Installing the Vario dropper and lever was straight forward if you have installed any dropper posts before. The cable head sits directly into the lower dropper post carrier and there is no need for a bushing or anything to slide the cable into. The Lever is also very easy, I chose to mount the lever up to my SRAM MMX clamp going away from the stand-alone clamp E*Thirteen sent with the lever. The Vario dropper uses t-25 hardware to mount up the saddle and the lever uses a 3mm allen wrench, both of which felt solid when installing the post.
We opted for a 150mm dropper so I had plenty of room to fit the 150mm travel into my Mondraker Foxy 29. Although I didn’t need to reduce the travel at all, I still wanted to test it. So I took off the seal head collar and went ahead to see how the travel reducing works. It's pretty simple, there are some notches on the plastic bushing just below the steelhead collar and printed on the threads of the lower post part of the post is what travel the post will be at if you put in the stepped bushing lined up with that travel number. Within 2 minutes or less, I could take the 150mm post down to 120mm or any 5mm increments between those two.

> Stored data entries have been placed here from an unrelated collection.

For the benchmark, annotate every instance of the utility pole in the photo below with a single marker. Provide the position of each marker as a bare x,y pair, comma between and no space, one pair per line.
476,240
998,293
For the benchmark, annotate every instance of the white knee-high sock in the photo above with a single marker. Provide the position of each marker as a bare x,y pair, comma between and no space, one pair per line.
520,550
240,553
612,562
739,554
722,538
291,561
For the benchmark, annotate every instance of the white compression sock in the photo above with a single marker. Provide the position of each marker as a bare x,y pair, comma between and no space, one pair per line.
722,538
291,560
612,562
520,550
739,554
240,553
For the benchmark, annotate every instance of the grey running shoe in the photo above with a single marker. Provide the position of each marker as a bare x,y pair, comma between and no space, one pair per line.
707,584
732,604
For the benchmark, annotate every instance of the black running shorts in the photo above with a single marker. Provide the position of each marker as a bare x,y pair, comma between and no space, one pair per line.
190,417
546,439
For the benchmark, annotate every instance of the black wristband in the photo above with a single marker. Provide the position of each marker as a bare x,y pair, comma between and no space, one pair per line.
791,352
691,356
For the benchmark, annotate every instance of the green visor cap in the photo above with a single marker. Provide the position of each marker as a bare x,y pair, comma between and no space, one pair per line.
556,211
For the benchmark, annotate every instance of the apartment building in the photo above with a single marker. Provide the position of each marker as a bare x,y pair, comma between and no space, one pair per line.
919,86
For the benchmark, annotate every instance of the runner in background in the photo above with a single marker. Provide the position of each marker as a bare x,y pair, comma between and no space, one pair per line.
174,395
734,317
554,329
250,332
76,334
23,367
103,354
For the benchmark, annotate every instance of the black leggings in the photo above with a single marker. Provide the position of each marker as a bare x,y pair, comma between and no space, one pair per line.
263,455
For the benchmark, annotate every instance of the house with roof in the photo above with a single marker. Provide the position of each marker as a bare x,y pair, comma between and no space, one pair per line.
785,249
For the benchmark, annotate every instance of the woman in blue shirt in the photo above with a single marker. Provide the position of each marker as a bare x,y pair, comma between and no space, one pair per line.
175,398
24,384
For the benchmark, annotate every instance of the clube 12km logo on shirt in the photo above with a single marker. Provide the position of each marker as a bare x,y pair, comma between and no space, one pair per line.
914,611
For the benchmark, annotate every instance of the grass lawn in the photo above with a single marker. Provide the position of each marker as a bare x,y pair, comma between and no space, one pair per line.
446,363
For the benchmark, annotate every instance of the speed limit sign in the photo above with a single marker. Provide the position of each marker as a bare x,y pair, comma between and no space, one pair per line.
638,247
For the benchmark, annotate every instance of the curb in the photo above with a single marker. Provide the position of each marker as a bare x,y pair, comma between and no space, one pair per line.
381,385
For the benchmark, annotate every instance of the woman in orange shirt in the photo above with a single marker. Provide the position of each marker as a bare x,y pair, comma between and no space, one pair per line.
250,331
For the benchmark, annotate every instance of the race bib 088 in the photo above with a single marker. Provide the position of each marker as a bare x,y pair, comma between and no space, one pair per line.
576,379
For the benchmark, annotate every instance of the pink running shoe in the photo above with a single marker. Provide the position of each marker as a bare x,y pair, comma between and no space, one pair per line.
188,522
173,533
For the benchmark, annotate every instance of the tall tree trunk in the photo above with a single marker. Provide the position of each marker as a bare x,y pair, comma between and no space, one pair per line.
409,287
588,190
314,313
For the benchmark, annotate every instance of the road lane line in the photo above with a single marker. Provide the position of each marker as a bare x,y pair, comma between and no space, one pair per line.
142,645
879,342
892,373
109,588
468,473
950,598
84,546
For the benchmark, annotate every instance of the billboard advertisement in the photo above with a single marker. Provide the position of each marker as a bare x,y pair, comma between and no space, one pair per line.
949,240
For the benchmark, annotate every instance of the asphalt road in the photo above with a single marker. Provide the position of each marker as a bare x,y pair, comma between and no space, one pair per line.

Once the Vario post was installed, right away you could feel how smooth the post was to actuate. You press the remote and with little effort, the dropper drops out of the way, the return speed is also smooth and consistent. It’s not the fastest out there but it gets to the top quickly and doesn’t hit you where you don’t want it. After riding the dropper and the lever for a couple of rides, it was clear that my favorite part about the two was the remote and the ergonomics of how it sat on the handlebars. You have a decent amount of adjustment, with 3 mounting spots on the remote itself to get the remote closer or farther away from your hand, there is also a set screw that you can adjust the reach on the lever throw. I found that I could really get the remote low and wrapped under the bar how I like it with the E*Thirteen Vario lever, that way I don’t have to move my thumb too much to activate the dropper post.
After a few weeks of riding, the E*Thirteen Vario Dropper post is feeling good, smooth and after some small adjusting with the lever, I was able to get it exactly how I wanted it. The Vario dropper has some nice features that I think all dropper posts should have. The travel reducing system along with how easily you can service the dropper post is a must at this point, and you get both with the Vario Dropper. The Vario lever sits nicely on your handlebars, with tons of adjustment, more than most dropper remotes, as well as pre-installed grip tape on the thumb paddle and the option to pair too many brakes on the market for a nice clean look, it’s nice to see more options in the dropper post-game, this time from E*Thirteen.